With their superhero’s cape on leaders speak their truth, think differently, challenge the status quo, debate alternative views, focus on fixing problems rather than talking about them. They lead and inspire their team to also challenge the status quo and to thinking differently. Each member of the team finds her or his voice. Team bonds are stronger. They move from a stationary position to people driven innovations that improve the workplace, the lives of the people they serve, as they find innovative solutions to improve customer experiences. These improvements have an impact on the bottom line and business growth. They aren’t just ticking boxes they are surpassing targets, achieving outcomes not previously thought possible and there is a sense of pride in their achievements. The team are stronger, happier and moving faster.

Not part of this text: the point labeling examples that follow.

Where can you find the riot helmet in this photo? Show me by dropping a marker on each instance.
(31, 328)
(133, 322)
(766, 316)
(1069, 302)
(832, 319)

The 4DLX-Grow framework is a guideline solution with four key phases and a collection of tools within each phase. Learning all of the tools at once is overwhelming. Years of experience have taught us to teach leaders how to use a few tools effectively across distinct phases, and then when their confidence level moves to the right, to learn a few more tools, as they move from novice to expertise in innovation practices using the 4DLX-Grow roadmap. When used on at least a weekly basis to address problems, to seek out opportunities, to source ideas, or to address impossible situations, the 4DLX-Grow Framework gives teams a roadmap. It gives them a process to follow. The framework is agile enough to use in a range of situations and that is its strength. Leaders begin to get comfortable with the process even in uncomfortable settings. The process enables leaders to challenge the status quo, to build and enhance their capacity to create, innovate and to lead happier teams faster.
Key benefits
Key benefits to leading your team and fostering creativeness and innovation in the workplace using 4DLX-Grow
1. Increases curiosity
→ Leaders enhance their skills in asking questions. They learn more about team members, other teams, stakeholders and they learn more about customers. Asking questions are how you learn more about other people. When you learn you can make quality decisions.
2. Increases divergent thinking and diversity in teams
→ Leaders learn to empower others to have different views and to speak their truth. They learn the power in this and that silence is destructive. They don't just talk diversity they act.
3. Builds better teamwork
→ 4DLX-Grow design thinking and innovation practices are a team practices. There are skills designed to enhance the team, build stronger relationships and activities designed to help everyone grow together. Everyone learns together, everyone recognises their own and other team member strengths. The team feel empowered to improve processes, streamline workflows, and create stronger bonds with and across teams.
4. Improves the ability to attract and retain talent
→ When used with regularity, and on at least a weekly basis to address concerns, problems, opportunities, or unknown situations, a culture of collaboration, trust, empathy, and collegiality exists where people focus on fixing problems and finding solutions. The outcome is the culture improves and so does the happiness of employees. Work becomes a place where people want to engage, be productive and stay.
5. Enhances problem solving
→ As with anything practice improves confidence. The more confident you are, the more you ask different questions, like how we can or why can’t we. As your critical thinking skills and problem solving improve you find yourself moving away from managing teams to leading teams. You aren’t afraid of the unknown. You are starting to get comfortable with being uncomfortable. The 4DLX-Grow framework gives you comfort in addressing the unknown, in tackling uncertain environments and making decisions where there is a lot unknown. You aren’t afraid to make mistakes and grow.